Proprioceptive avoiders are highly sensitive to movement and pressure tend to become overwhelmed or distracted by physical contact. Avoiders often have extreme or upsetting reactions to even very mild stimulation. As a result, they can appear withdrawn or defensive and have trouble fitting in with their peers. They also frequently experience symptoms associated with anxiety disorders and engage in repetitive self-soothing behaviors.
See below for some ways to identify and support proprioceptive avoiders.
Proprioceptive Avoiders May:
- Avoid physical contact with others.
- Appear very timid around peers and avoid physical play.
- Refuse to play around slides, swings, and other playground equipment.
- Become anxious in crowded spaces or when standing even somewhat close to others.
- Be unable to properly assess risk in their physical environment.

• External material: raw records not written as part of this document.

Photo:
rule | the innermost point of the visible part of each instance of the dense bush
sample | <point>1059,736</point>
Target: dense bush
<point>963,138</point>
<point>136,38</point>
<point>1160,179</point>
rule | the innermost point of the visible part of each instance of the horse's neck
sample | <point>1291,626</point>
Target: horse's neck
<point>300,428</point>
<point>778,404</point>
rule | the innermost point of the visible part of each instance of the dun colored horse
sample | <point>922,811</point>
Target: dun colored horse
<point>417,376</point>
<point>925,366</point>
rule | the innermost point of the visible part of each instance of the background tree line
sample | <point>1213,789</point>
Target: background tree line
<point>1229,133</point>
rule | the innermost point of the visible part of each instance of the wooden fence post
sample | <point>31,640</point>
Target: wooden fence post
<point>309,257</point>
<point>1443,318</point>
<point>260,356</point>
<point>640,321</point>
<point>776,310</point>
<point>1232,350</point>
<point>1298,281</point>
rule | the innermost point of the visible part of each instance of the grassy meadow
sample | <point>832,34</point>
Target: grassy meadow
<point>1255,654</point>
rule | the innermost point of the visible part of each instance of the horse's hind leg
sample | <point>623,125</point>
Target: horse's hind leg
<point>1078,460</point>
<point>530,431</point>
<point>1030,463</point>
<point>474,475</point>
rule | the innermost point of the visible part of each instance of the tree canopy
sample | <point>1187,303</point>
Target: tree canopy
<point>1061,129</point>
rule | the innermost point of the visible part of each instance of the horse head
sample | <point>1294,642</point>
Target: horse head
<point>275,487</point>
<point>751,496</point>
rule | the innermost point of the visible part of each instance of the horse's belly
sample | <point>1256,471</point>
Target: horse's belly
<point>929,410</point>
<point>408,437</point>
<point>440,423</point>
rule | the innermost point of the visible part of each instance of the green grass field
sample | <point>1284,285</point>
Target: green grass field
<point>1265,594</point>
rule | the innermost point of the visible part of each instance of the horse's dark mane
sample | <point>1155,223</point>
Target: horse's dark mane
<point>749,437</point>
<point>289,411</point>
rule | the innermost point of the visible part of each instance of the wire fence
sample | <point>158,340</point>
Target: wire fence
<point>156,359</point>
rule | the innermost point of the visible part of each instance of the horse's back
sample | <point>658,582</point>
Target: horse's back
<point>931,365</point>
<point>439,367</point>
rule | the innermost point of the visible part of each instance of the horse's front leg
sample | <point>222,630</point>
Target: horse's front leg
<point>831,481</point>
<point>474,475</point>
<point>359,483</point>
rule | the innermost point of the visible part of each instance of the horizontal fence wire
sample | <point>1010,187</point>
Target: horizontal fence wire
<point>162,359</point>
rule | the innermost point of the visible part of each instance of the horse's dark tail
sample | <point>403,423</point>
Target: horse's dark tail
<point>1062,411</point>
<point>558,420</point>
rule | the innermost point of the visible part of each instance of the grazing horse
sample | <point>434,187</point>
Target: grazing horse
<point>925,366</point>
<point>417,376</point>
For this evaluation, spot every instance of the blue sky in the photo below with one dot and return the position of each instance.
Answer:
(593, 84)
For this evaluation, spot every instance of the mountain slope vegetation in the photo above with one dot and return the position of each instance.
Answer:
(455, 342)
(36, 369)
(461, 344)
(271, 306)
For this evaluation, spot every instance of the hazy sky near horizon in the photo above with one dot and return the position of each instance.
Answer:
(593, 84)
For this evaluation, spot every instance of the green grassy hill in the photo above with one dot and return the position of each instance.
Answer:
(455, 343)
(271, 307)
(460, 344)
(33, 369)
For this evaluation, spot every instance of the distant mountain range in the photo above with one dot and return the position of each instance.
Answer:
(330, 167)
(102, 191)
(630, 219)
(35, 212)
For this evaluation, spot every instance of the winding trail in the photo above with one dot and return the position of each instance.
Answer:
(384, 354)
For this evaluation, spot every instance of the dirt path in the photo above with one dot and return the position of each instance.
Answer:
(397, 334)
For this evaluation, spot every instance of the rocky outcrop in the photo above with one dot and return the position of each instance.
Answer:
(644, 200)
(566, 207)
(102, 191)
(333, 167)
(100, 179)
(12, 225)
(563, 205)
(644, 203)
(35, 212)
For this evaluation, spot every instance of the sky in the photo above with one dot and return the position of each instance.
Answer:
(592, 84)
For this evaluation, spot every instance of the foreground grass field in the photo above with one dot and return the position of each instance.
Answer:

For example, they may believe they can fall into the small gap between the floor and an elevator.
How to Support Your Proprioceptive Avoider:
- Warn family and friends ahead of time that hugging and touching is not desired.
- Be attentive and comforting around playground equipment and other children.
- Give verbal cues regarding your surroundings and properly contextualize the risks. (“There is a gap in the floor by the elevator. It is smaller than your foot. You cannot fall in. Let’s step over it together.”)
Keep in mind that no two children are exactly alike, and most people exhibit both seeking and avoiding behaviors from time to time. If you think your child might be suffering from sensory processing issues, you should seek a professional assessment. The STAR Institute’s Treatment Directory is a great resource that can help you find therapists, doctors, and community resources in your area.